28 Obviously with the divorce that he is probably going to go through that asset base will be eroded, but it certainly indicates there is adequate there to look after his children.
29 There was, as I have indicated, contact between the deceased and his grandchildren, who benefited under the will, as the plaintiff used to take them to see him.
30 It is necessary to see how the plaintiff says she has been left without adequate provision and for her proper maintenance, education and advancement in life. In this regard, she puts forward the change in her financial position, which resulted from the awards against her company, herself and her partner in the order of $270,000. In 1999, their mortgage was only $100,000 and their payments were $280 per week, a total of $14,560 per annum.
31 The company had some funds to meet the judgment but it was necessary to increase the mortgage to $300,000. That has happened and the mortgage is now something just under $290,000.
32 As I have pointed out, the current mortgage payments are in the order of some fifty to sixty per cent of their combined income. The need that she puts forward is one for advancement in life in order to reduce the amount of the mortgage, so that she can manage in a better way than she can at the moment.

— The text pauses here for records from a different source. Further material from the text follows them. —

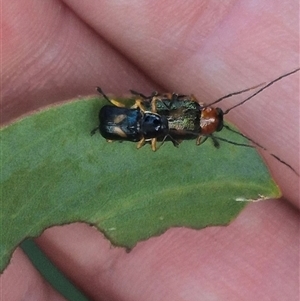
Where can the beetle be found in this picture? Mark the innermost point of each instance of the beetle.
(116, 122)
(171, 116)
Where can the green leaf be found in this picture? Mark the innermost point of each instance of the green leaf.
(54, 172)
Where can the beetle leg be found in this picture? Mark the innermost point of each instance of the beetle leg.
(141, 143)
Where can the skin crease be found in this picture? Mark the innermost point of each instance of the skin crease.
(57, 50)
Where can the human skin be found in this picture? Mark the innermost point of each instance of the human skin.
(55, 50)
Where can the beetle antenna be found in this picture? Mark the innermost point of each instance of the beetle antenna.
(261, 89)
(257, 144)
(232, 94)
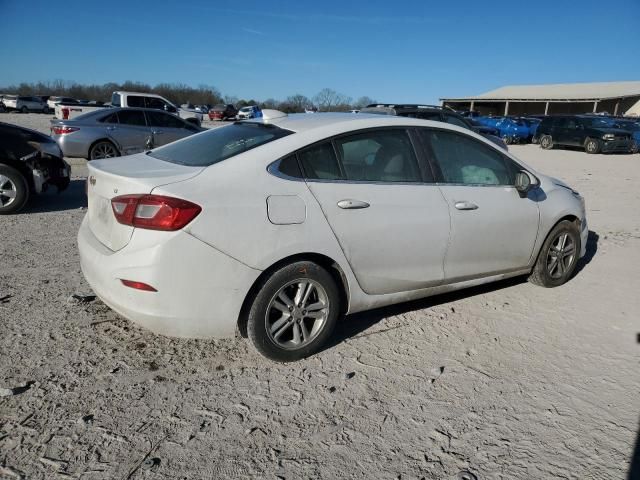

33 It was put in submissions for the defendant that the plaintiff was perfectly well qualified, had extensive experience, was in a good situation in life and would be able to look after herself in the future. Frankly, I see the amount of wages that the plaintiff has and takes from her company as very minimal.
34 The situation of her and her partner is not anything luxurious. They might be lucky enough to have a home which has increased in value but that is not unknown in and around Sydney and Wollongong. And the other thing is that she is fifty-one years of age. She might have done a lot of things in the past but she is now at that age and facing a mortgage of some $290,000, which it is almost impossible for her to service.
35 Normally people would not be able to achieve the level of repayments which the plaintiff and her husband have without very, very careful control of their living and expenditure. In my view, she demonstrates a very good case for further advancement.
36 Clearly the reduction in the mortgage will help her enormously. It will allow her to have some provision. It will also help her with the costs obviously that are going to be incurred in defending the ongoing District Court proceedings.
37 Against this one has the position of the two children. Clearly enough, bringing up children is an important matter and it is important that the children receive some proper education, which fits them for the skills they have. All the evidence before me points to the fact that their parents are well able to do that. Admittedly, there is clearly the deceased's desire to benefit them but the precise reasons why the two of them were chosen do not appear in the evidence.
38 It would be appropriate for them to receive something I would have thought but I would have thought that the majority of the estate ought to pass to the plaintiff. The problem is that there are enormous costs. If the costs are as high as they are estimated, one is only looking at an estate of about $55,000 left to all claims.
39 Now in the context of that, it seems to me that the only thing I can do is to change the provisions of the will to provide a small legacy for the grandchildren and the residue to go to the plaintiff.
40 Accordingly, the orders I make are as follows:-
In lieu of the provision in cll 2.3 and 3 of the will, I order that there be:
(a) a legacy for Marisa Rose Cervoni for $5,000;
(b) a legacy for Leah Maree Cervoni for $5,000;
(c) that the residue of the estate be held for the plaintiff.
I order that the plaintiff's costs be on a party and party basis and the defendant's on an indemnity basis to be paid or retained out of the estate of the deceased.
I order that the exhibits be returned.I order that interest will run on the legacies at the rate provided for under the Wills, Probate and Administration Act as from three months after the date of today.